“Sweat, sweat, sweat! Work and sweat, cry and sweat, pray and sweat!”
- Zora Neale Hurston
I first started practicing hot yoga in 2004. I was working in San Diego on Veronica Mars and the only yoga class near me that started after 8pm was at the Bikram Yoga Studio in Old Town. I wasn’t interested in Bikram yoga. I didn’t like the idea of being in a hot room with lots of sweaty people. To me it seemed nasty and foul. But, I felt I needed a yoga class, and I didn’t get off of work until late so I decided to try it.
I remember my first class very well. It was an absolute struggle and much of the class I was gasping for breath. When it was over I could hardly walk or think.
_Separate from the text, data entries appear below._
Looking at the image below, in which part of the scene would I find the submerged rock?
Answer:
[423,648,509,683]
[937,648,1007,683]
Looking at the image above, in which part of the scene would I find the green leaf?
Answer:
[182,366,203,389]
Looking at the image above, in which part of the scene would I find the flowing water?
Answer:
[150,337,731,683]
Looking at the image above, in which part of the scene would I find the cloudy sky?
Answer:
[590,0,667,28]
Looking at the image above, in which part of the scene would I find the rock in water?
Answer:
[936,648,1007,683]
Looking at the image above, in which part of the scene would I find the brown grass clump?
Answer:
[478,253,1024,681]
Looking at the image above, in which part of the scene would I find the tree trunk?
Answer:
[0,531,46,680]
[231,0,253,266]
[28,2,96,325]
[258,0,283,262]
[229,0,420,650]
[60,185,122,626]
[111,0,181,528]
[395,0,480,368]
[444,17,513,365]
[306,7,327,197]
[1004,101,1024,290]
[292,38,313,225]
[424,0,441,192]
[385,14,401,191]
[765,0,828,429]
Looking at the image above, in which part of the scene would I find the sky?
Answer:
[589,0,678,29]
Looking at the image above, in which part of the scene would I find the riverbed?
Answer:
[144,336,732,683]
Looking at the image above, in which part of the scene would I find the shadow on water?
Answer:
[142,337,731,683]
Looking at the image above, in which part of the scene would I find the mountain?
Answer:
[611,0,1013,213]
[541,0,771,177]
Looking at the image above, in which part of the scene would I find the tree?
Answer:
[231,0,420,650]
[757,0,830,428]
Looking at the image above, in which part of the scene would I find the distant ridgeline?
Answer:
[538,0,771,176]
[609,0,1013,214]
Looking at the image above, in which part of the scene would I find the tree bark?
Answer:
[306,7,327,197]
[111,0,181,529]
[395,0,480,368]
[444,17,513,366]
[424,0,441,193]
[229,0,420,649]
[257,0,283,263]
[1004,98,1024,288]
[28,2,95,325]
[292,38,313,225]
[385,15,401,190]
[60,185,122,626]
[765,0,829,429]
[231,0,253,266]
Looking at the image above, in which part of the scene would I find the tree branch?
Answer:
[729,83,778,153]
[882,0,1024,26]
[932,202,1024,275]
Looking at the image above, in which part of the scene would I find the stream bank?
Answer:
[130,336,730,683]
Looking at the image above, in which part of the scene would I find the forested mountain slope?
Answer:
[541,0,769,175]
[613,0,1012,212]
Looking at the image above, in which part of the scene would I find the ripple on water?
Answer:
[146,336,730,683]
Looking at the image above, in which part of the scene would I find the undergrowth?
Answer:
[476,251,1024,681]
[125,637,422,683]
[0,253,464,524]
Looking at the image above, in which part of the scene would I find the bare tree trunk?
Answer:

On the way home, I pulled over to a convenience store, I had only driven a block or two. I drank two naked juices for energy while sitting in my parked car. But, the next day I felt great, so I decided to do it again. Soon I was hooked. In the beginning, my body didn’t know how to sweat. I never had been a person who sweated very much. But after a few sessions my body released and I was sweating away.
When the body sweats it releases liquid from the sweat glands. Sweating helps regulate the body temperature. The health benefits of sweating include detoxification, improved skin tone, stress relief, and improved blood circulation. Sweating also helps kill pathogenic bacteria and viruses.
You do not have to do hot yoga to sweat. In most kundalini, hatha or flow classes you will work up a great sweat. You can also visit a steam room or sauna to passively sweat. I love using the heated pools, steam rooms and saunas at Olympic Spa in Koreatown. I find taking a few hours to soak and heat bathe brings me to an incredibly blissful state. I also enjoy applying therapeutic heat to my body by having a hot stone massage.
Purification ceremonies using heat and sweat are employed by many cultures and traditions. The sweat lodge is used by Indigenous peoples of the Americas for ceremonial steam baths and prayer. Indigenous people around the Bering Strait, ancient Greeks, ancient Romans, northern Finns and Laplanders, are just a few of the cultures who used or use ritual baths and heat bathing. As you explore the fire element this week take some time to purify, pray and release your inner fire by sweating.
JOURNALING QUESTIONS
1) Have you sweat this week?
2) What is your relationship to your own sweat?
ACTIVITY
1) Connect to the fire element by taking a sauna or steam bath or a having a hot stone massage? If you can’t make it to a spa take a long warm soak in your tub. Set up the bathroom for a purifying ritual by added bath salts and lighting candles. Journal about how you felt doing this therapeutic heat bathing?